I have bought new PC laptop and was trying install iTunes so that I can use my ipod shuffle. Before doing so, I was trying to organise some folders in My Documents. I changed the name of one of my folder 'My Music' into '01. My Music'. I then installed iTunes and a message came up when I try to open iTunes. "The folder iTunes cannot be found or created, and is required. The default location for this folder is inside the "My Music" folder." Realising that, I then changed the name back to My Music, however, instead of showing My Music, the folder showed up as 'Michael Wong's Music'. No matter what I do, I can't change it back to My Music. Then I uninstall iTunes and reinstall it, and the same message just showing up!! 
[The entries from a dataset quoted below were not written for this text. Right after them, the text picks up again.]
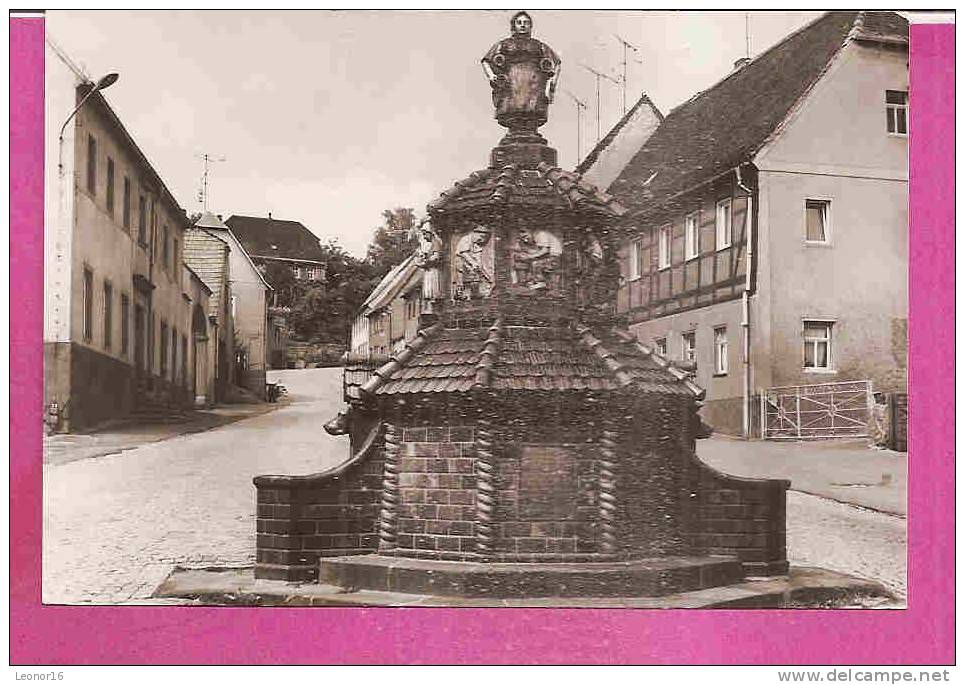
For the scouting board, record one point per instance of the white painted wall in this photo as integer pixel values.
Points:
(614, 158)
(836, 147)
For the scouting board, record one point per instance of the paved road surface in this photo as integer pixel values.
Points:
(844, 470)
(114, 526)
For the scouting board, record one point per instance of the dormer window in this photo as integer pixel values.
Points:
(896, 112)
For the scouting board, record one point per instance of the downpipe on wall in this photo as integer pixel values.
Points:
(745, 309)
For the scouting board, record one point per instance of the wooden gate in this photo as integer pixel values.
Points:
(824, 410)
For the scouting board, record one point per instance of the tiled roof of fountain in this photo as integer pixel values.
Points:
(512, 185)
(547, 358)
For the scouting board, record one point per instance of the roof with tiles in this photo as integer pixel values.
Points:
(540, 358)
(544, 186)
(725, 125)
(267, 237)
(608, 139)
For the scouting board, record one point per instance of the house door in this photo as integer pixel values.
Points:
(824, 410)
(138, 340)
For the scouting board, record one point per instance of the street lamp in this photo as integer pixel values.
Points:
(103, 82)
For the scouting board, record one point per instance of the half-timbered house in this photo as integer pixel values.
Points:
(766, 240)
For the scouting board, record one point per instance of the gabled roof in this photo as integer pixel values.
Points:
(207, 255)
(543, 358)
(209, 220)
(269, 237)
(614, 132)
(390, 285)
(727, 124)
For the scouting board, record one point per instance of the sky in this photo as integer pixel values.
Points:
(330, 117)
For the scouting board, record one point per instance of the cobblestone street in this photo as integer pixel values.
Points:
(116, 525)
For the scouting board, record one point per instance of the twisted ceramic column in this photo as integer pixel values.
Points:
(388, 514)
(607, 498)
(485, 488)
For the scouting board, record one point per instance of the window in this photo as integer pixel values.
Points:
(720, 351)
(142, 220)
(127, 203)
(174, 354)
(164, 350)
(88, 304)
(635, 261)
(817, 345)
(691, 236)
(108, 314)
(91, 165)
(689, 347)
(125, 323)
(663, 247)
(184, 359)
(724, 217)
(896, 111)
(817, 220)
(110, 186)
(152, 227)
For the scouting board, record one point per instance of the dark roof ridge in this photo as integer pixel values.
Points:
(661, 360)
(754, 59)
(487, 358)
(595, 345)
(605, 141)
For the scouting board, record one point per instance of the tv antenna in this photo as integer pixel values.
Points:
(203, 190)
(580, 106)
(636, 51)
(747, 32)
(599, 75)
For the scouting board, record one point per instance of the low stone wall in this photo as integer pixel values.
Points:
(303, 518)
(744, 517)
(89, 387)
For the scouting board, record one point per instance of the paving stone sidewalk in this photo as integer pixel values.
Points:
(127, 435)
(847, 471)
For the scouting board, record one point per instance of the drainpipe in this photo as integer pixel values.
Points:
(745, 306)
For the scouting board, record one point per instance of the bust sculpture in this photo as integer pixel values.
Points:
(523, 73)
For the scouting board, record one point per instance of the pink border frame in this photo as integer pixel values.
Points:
(922, 634)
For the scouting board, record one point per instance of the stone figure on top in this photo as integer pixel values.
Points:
(523, 73)
(430, 259)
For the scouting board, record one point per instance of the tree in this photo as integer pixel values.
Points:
(393, 241)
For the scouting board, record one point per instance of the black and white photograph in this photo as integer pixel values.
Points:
(451, 308)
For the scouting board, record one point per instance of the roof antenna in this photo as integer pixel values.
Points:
(626, 44)
(580, 106)
(203, 190)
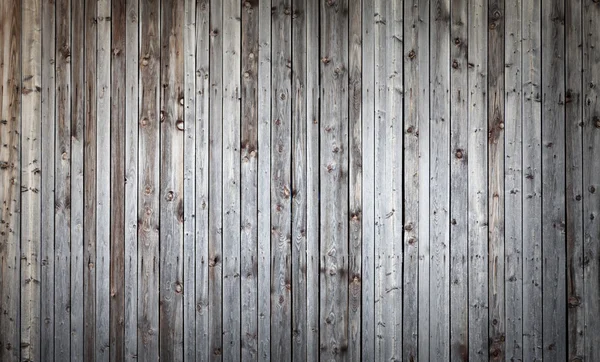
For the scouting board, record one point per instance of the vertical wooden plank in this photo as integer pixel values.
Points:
(459, 218)
(440, 182)
(10, 156)
(231, 179)
(31, 138)
(312, 179)
(215, 167)
(368, 214)
(513, 277)
(171, 181)
(202, 177)
(103, 212)
(48, 80)
(355, 178)
(477, 167)
(591, 179)
(281, 303)
(495, 172)
(298, 239)
(77, 179)
(131, 178)
(553, 181)
(532, 182)
(89, 182)
(62, 185)
(249, 181)
(149, 171)
(334, 181)
(189, 181)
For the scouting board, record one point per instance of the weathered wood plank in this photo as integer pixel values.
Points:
(215, 195)
(231, 179)
(459, 218)
(131, 179)
(148, 181)
(553, 182)
(333, 169)
(312, 179)
(495, 93)
(76, 303)
(10, 155)
(189, 181)
(31, 138)
(513, 274)
(249, 181)
(591, 179)
(171, 181)
(354, 178)
(532, 182)
(202, 91)
(440, 181)
(298, 238)
(62, 184)
(368, 208)
(117, 180)
(47, 159)
(477, 167)
(281, 188)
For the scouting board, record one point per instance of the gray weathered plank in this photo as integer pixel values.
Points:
(591, 179)
(333, 226)
(148, 181)
(172, 128)
(10, 198)
(532, 182)
(31, 138)
(459, 218)
(477, 193)
(554, 296)
(513, 273)
(495, 93)
(202, 90)
(440, 181)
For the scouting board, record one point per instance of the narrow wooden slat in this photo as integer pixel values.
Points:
(355, 178)
(249, 181)
(440, 182)
(148, 181)
(202, 91)
(215, 196)
(172, 129)
(131, 178)
(333, 308)
(312, 179)
(62, 184)
(554, 295)
(477, 179)
(189, 181)
(591, 179)
(77, 179)
(532, 182)
(495, 172)
(513, 277)
(231, 179)
(281, 93)
(459, 218)
(368, 154)
(48, 79)
(10, 156)
(31, 138)
(298, 238)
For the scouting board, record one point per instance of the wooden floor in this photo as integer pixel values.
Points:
(300, 180)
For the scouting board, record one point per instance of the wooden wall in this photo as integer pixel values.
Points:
(295, 180)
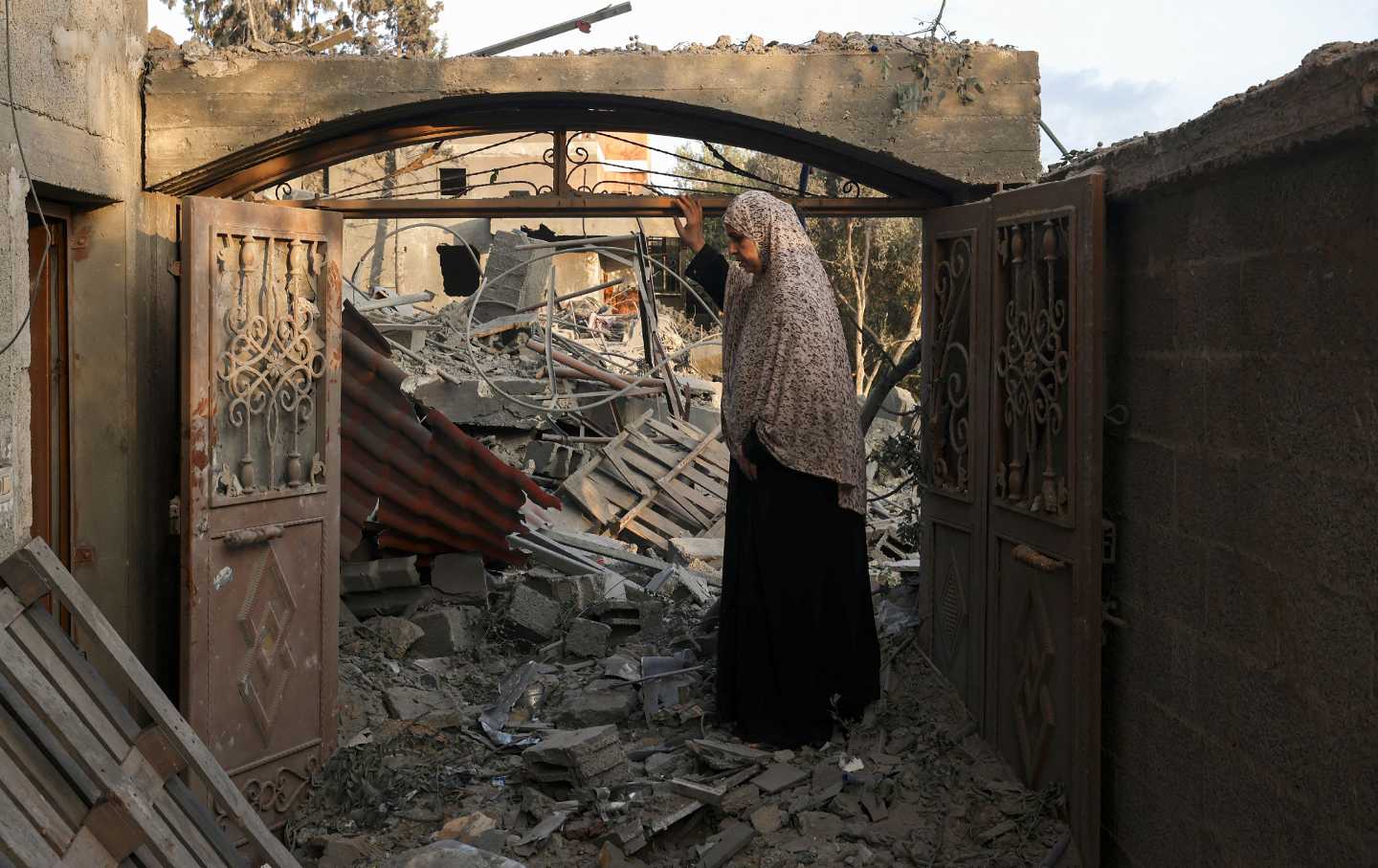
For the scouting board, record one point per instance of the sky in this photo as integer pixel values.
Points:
(1111, 69)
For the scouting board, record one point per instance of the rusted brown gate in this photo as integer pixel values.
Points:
(1011, 499)
(260, 386)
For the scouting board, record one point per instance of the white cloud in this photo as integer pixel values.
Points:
(1111, 68)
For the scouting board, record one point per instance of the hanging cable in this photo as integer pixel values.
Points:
(37, 206)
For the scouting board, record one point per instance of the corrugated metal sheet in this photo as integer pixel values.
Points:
(434, 488)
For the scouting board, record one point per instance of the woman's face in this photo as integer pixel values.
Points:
(745, 251)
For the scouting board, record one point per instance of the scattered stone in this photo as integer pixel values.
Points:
(588, 638)
(738, 801)
(342, 852)
(396, 634)
(532, 614)
(448, 632)
(725, 845)
(157, 40)
(460, 575)
(466, 828)
(780, 776)
(408, 702)
(451, 855)
(580, 757)
(820, 826)
(767, 818)
(595, 707)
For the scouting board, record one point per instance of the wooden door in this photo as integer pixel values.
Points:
(1011, 503)
(260, 354)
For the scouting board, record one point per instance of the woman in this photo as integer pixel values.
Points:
(797, 645)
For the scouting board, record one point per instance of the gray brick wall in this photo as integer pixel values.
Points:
(1240, 724)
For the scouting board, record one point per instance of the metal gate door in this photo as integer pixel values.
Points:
(260, 385)
(1011, 498)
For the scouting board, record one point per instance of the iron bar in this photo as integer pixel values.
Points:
(394, 302)
(598, 206)
(561, 300)
(535, 36)
(545, 245)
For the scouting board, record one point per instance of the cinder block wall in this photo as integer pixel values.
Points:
(1239, 705)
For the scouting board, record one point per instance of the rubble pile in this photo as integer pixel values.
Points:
(557, 724)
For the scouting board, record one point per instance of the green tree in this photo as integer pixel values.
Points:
(398, 28)
(873, 262)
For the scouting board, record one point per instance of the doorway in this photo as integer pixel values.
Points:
(49, 386)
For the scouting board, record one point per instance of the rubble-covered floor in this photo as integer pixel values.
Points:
(910, 786)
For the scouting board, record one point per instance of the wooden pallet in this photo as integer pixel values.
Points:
(656, 491)
(81, 784)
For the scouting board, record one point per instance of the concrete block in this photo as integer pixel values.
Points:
(532, 616)
(588, 638)
(597, 707)
(396, 634)
(460, 575)
(448, 632)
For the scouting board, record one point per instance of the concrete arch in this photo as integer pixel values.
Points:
(229, 125)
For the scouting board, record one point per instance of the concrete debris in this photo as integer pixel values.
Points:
(597, 707)
(725, 845)
(466, 828)
(566, 668)
(588, 638)
(379, 575)
(460, 576)
(396, 634)
(447, 632)
(531, 614)
(451, 855)
(589, 757)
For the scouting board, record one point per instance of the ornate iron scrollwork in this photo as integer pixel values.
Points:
(272, 360)
(1033, 364)
(948, 407)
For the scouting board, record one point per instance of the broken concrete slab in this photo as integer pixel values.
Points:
(595, 707)
(767, 818)
(588, 638)
(779, 776)
(725, 845)
(531, 614)
(396, 634)
(451, 855)
(460, 575)
(410, 702)
(379, 575)
(448, 632)
(820, 826)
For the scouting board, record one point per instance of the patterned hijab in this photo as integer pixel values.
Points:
(786, 369)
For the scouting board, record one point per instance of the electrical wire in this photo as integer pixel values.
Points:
(37, 206)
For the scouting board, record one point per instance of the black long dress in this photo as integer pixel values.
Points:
(797, 645)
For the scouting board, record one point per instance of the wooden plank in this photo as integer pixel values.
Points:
(36, 748)
(194, 811)
(21, 839)
(86, 747)
(156, 702)
(34, 804)
(87, 852)
(69, 686)
(10, 608)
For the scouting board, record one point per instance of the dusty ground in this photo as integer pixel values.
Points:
(922, 789)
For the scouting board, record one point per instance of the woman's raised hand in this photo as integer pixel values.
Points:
(691, 228)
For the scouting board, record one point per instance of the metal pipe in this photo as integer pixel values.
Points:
(603, 376)
(550, 245)
(561, 300)
(394, 302)
(535, 36)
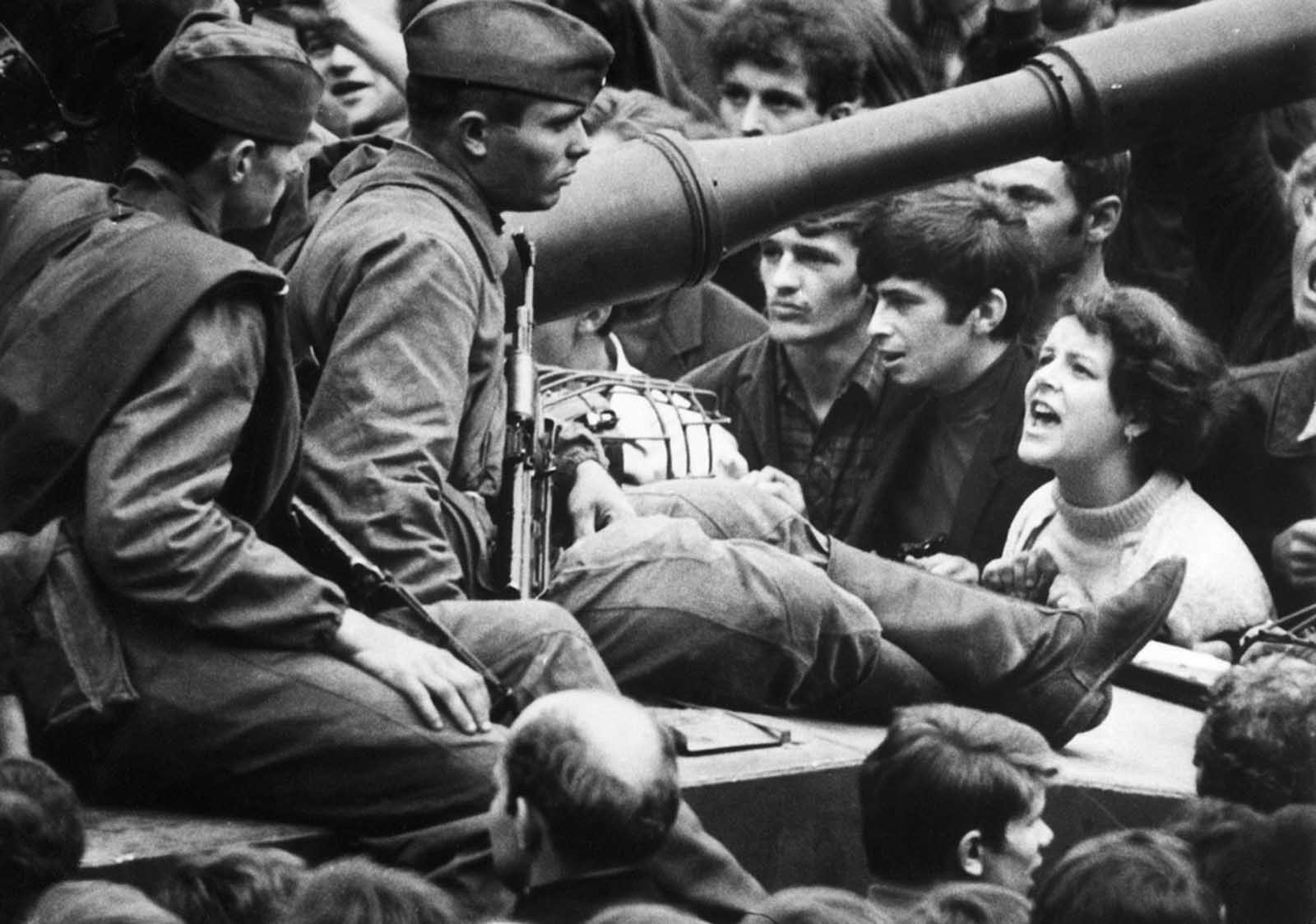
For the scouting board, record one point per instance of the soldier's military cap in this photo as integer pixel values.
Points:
(510, 44)
(240, 78)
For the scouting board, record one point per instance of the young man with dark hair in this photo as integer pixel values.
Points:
(953, 794)
(41, 833)
(1133, 877)
(786, 65)
(1257, 744)
(1072, 210)
(953, 272)
(243, 885)
(803, 397)
(586, 792)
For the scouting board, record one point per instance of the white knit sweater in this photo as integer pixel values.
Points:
(1105, 549)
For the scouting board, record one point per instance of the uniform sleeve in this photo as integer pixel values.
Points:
(387, 415)
(155, 531)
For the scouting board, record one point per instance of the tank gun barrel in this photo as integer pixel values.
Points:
(662, 212)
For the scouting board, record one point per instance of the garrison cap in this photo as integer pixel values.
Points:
(519, 45)
(240, 78)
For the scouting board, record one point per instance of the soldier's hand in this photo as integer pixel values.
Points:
(781, 486)
(1026, 575)
(947, 566)
(596, 500)
(1293, 555)
(432, 680)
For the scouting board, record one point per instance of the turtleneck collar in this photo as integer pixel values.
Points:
(1101, 524)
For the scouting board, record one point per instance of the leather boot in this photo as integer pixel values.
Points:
(1046, 667)
(1072, 693)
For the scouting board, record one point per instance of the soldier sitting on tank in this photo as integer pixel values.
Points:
(405, 434)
Please! Could someone advise me what to do next??


----------



## Serge_N_Gin (Sep 7, 2004)

Try creating a new folder in My Documents and call it _My Music_.

Then right-click the new folder and select _Properties_.

Then select the _Customise Tab_.

In the _"What Kind Of Folder Do You Want?"_ select _"Music (best for audio files and playlists)"_.

You may be prompted to select whether you would like this to apply only to the parent folder or all of the subfolders contained within, if so, select _'yes'_.

Move the original _My Music_ folder, which has now been changed to _"Michael Wong's Music"_, to the desktop and delete when you feel the problem has been solved and the folder is no longer needed _(make sure any important files have been removed/relocated and the folder is empty, of course)_.

Try re-installing iTunes and hopefully the new _My Music_ folder should be accepted.

The icon for the new My Music folder can be changed to the default icon which has the musical note coming out of the folder by:

Right-click the new folder you created, then select > _Properties_ > _Customise Tab_ > _(in the folder icons section) Change Icon_> (this opens up a new window full of icons for selection) scroll along until you see the icon for the music folder, and select it, then click OK.

Next, click _Apply_ in the Folder Icons section, then click _OK_

I hope this helps.


----------